Despite admitting taking a replacement booking, Sykes have refused to refund her deposit, and have kept both her deposit (of several hundred pounds) and the full fee (almost £1000) from the replacement customer.

This is a breach of the consumer rights act. More specifically it is an unfair contract term, which is in violation of the consumer rights act. Sykes Cottages refuse to acknowledge this, and when challenged simply parrot their (unfair and illegal) terms and conditions.
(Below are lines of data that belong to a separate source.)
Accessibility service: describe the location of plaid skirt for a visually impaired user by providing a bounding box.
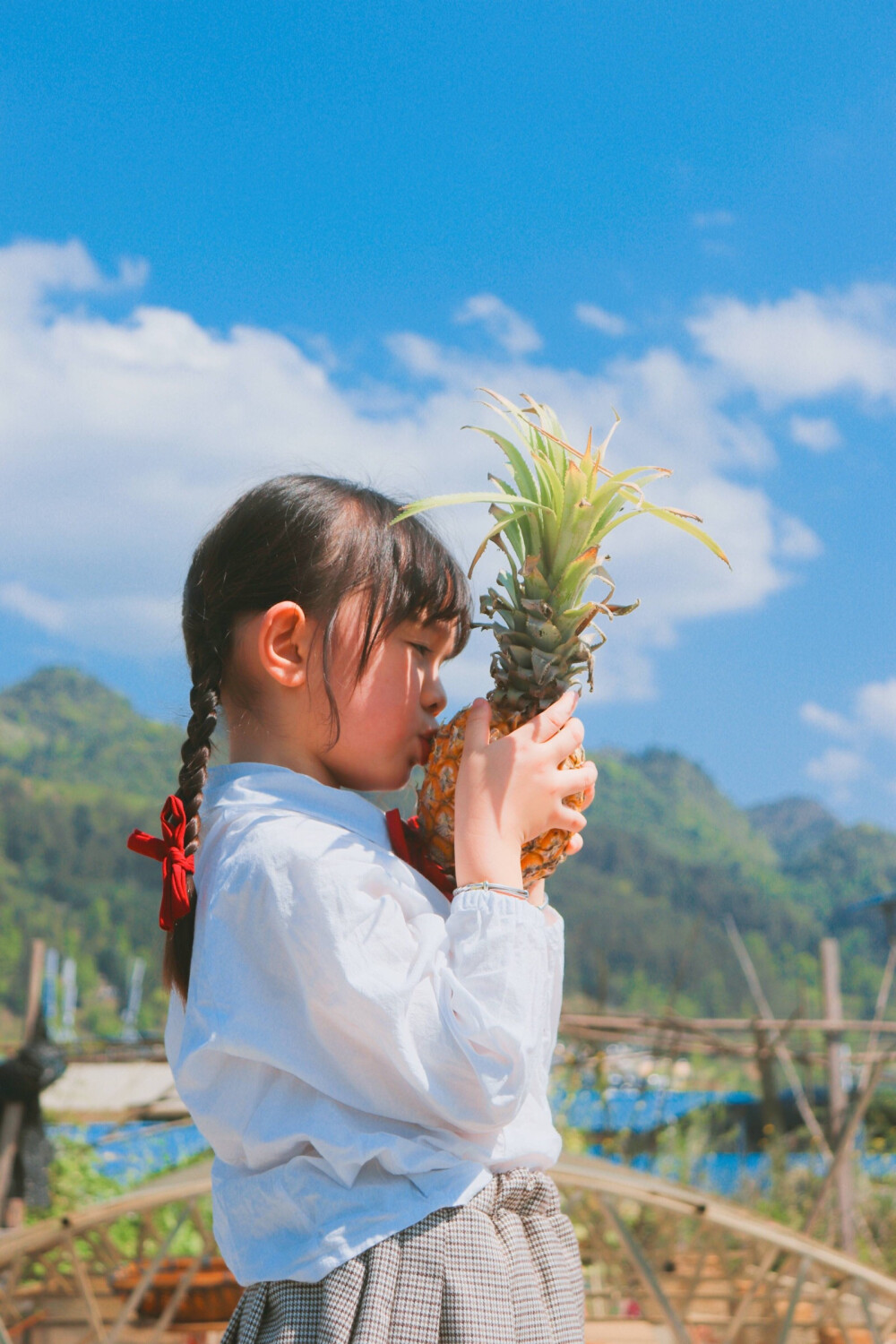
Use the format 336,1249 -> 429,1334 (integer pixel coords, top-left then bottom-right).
221,1168 -> 584,1344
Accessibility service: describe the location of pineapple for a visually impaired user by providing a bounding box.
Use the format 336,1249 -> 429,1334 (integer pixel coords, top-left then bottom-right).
395,389 -> 728,887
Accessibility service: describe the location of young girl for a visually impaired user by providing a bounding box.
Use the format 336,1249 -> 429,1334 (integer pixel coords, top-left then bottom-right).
132,476 -> 597,1344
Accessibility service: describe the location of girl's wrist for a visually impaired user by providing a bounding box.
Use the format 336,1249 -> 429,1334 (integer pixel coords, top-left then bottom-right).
454,841 -> 522,887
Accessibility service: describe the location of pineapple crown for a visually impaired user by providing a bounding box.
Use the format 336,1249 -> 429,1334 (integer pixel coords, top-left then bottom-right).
395,389 -> 728,714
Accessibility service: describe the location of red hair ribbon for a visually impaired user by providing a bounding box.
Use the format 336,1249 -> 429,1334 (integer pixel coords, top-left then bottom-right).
127,793 -> 194,933
385,808 -> 454,900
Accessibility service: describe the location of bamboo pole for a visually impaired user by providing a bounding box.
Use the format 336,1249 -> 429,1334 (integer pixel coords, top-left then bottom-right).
0,938 -> 46,1228
821,938 -> 856,1255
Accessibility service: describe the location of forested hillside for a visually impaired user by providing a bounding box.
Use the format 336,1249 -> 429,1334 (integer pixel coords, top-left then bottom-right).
0,668 -> 896,1027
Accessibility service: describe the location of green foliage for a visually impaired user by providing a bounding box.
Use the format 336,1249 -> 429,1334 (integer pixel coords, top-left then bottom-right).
549,752 -> 896,1016
0,668 -> 183,811
0,668 -> 896,1031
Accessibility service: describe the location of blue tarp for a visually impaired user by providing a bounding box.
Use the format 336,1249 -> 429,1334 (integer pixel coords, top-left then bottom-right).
552,1088 -> 755,1134
48,1121 -> 208,1185
590,1144 -> 896,1199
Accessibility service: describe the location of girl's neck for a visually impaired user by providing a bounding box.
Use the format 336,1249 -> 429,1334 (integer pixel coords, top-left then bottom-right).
224,706 -> 340,789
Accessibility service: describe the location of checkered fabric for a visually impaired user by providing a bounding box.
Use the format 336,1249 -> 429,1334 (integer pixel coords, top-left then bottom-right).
221,1168 -> 584,1344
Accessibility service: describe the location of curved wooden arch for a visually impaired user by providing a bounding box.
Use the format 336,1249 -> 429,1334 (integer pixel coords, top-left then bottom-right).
0,1158 -> 896,1344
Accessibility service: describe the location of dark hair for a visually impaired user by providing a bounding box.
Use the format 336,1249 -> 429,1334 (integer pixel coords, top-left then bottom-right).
165,476 -> 470,1000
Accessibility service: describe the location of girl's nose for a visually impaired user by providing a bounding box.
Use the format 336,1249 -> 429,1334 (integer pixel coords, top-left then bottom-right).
423,677 -> 447,715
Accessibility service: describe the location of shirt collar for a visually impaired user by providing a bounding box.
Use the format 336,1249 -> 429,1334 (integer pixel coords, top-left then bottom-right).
202,761 -> 388,849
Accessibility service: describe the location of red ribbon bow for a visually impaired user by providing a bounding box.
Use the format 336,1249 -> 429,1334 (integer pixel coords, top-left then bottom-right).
385,808 -> 454,900
127,793 -> 194,933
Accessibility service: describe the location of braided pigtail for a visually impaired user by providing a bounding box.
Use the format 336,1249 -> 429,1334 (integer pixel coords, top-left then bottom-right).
154,476 -> 470,1003
164,663 -> 221,1003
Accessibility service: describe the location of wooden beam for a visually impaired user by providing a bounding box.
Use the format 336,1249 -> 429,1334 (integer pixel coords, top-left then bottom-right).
560,1011 -> 896,1037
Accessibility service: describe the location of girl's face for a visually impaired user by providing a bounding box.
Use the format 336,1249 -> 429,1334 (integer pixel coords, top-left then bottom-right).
318,618 -> 454,792
221,599 -> 454,792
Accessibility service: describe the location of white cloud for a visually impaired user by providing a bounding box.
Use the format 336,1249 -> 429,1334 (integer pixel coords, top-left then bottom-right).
454,295 -> 543,355
0,244 -> 818,699
0,583 -> 68,634
688,285 -> 896,403
799,677 -> 896,804
806,747 -> 866,803
575,304 -> 630,336
799,701 -> 856,741
788,416 -> 842,453
0,583 -> 180,658
691,210 -> 735,228
856,677 -> 896,742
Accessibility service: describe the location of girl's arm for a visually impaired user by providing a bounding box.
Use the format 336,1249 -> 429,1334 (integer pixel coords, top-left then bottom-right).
178,817 -> 563,1160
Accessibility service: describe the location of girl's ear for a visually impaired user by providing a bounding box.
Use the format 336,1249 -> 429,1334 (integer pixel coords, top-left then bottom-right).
256,602 -> 314,688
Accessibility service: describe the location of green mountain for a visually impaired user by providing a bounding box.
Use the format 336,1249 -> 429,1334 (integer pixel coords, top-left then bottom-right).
0,668 -> 896,1026
0,668 -> 183,806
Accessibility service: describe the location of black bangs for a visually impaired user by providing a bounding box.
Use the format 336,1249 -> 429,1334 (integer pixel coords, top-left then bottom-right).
323,487 -> 471,714
165,476 -> 471,1002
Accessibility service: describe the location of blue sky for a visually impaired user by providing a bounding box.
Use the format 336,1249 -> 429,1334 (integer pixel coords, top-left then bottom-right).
0,0 -> 896,825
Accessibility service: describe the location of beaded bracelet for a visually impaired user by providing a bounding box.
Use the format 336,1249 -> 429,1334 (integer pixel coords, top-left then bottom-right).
452,882 -> 549,910
454,882 -> 530,900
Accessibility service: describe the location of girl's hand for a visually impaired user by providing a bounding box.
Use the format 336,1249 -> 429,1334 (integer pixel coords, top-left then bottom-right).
454,691 -> 598,887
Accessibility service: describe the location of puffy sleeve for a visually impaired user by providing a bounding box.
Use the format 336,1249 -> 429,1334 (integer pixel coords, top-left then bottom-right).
186,820 -> 563,1136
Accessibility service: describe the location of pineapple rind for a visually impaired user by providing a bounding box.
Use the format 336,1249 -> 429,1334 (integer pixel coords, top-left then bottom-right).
413,389 -> 727,886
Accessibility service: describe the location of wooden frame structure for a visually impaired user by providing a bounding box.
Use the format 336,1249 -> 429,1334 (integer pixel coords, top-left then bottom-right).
0,1158 -> 896,1344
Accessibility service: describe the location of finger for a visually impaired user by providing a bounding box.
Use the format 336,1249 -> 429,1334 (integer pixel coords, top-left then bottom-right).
517,691 -> 579,742
556,761 -> 595,798
546,719 -> 584,763
551,806 -> 589,835
463,698 -> 492,752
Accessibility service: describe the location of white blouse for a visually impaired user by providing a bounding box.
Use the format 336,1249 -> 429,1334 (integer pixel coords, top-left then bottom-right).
165,763 -> 563,1284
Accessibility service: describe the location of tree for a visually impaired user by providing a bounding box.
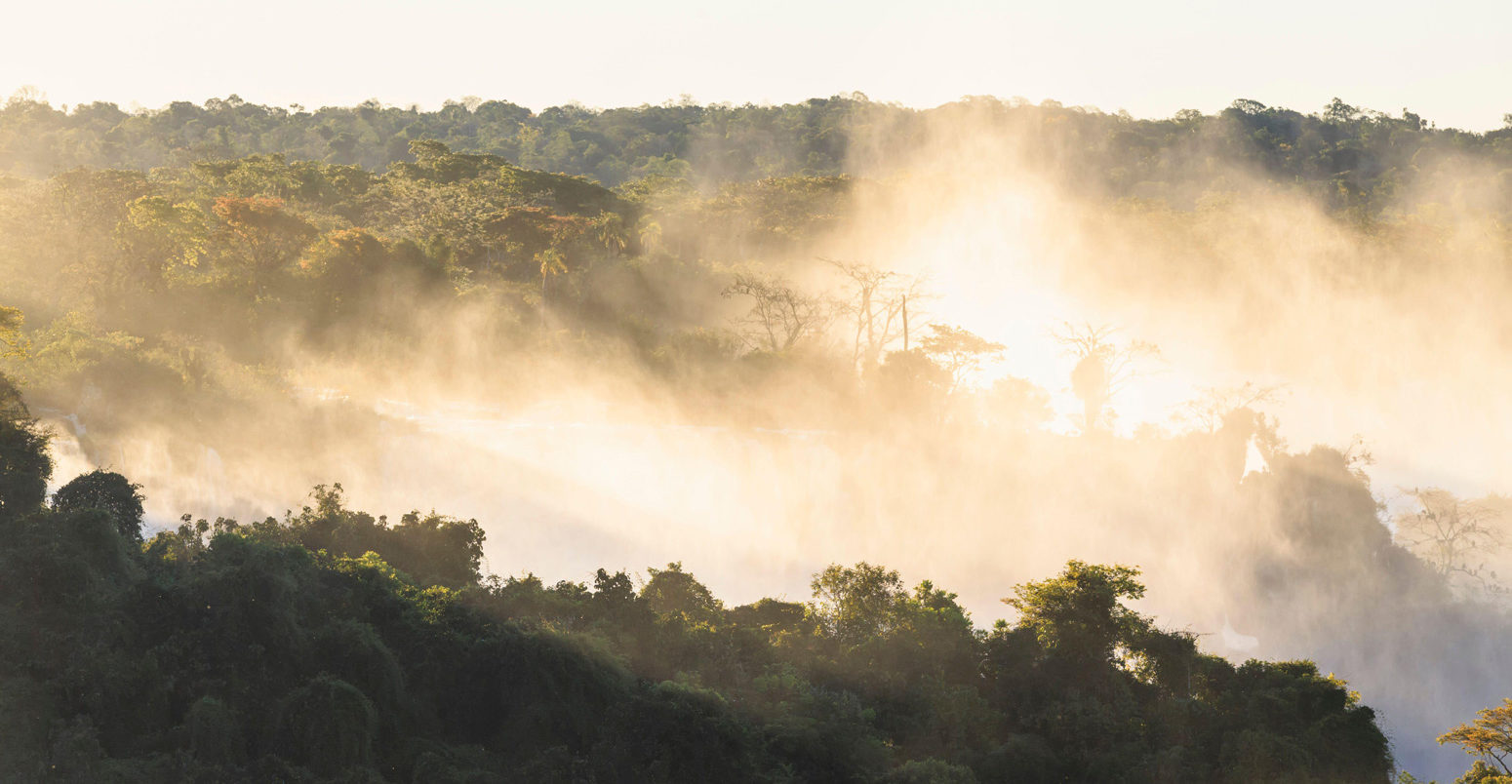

The consumer rights act takes priority over any terms and conditions a business might include in their contract document.

Schedule 2 Part 1 paragraph 5 of the consumer rights act 2015 states that the following term would be considered to be unfair:

"A term which has the object or effect of requiring that, where the consumer decides not to conclude or perform the contract, the consumer must pay the trader a disproportionately high sum in compensation or for services which have not been supplied".


"Which" magazine's web site states the following:

"Typically, the business has no entitlement to keep any amount that can be saved by finding another customer, or cancelling any other suppliers they’ve employed. That would likely constitute an unfair contract term under the consumer rights act.
For example, if you booked a holiday and then cancel, and the company finds another customer to take your place it’s likely the only amount it can legitimately withhold from your deposit will be administrative costs."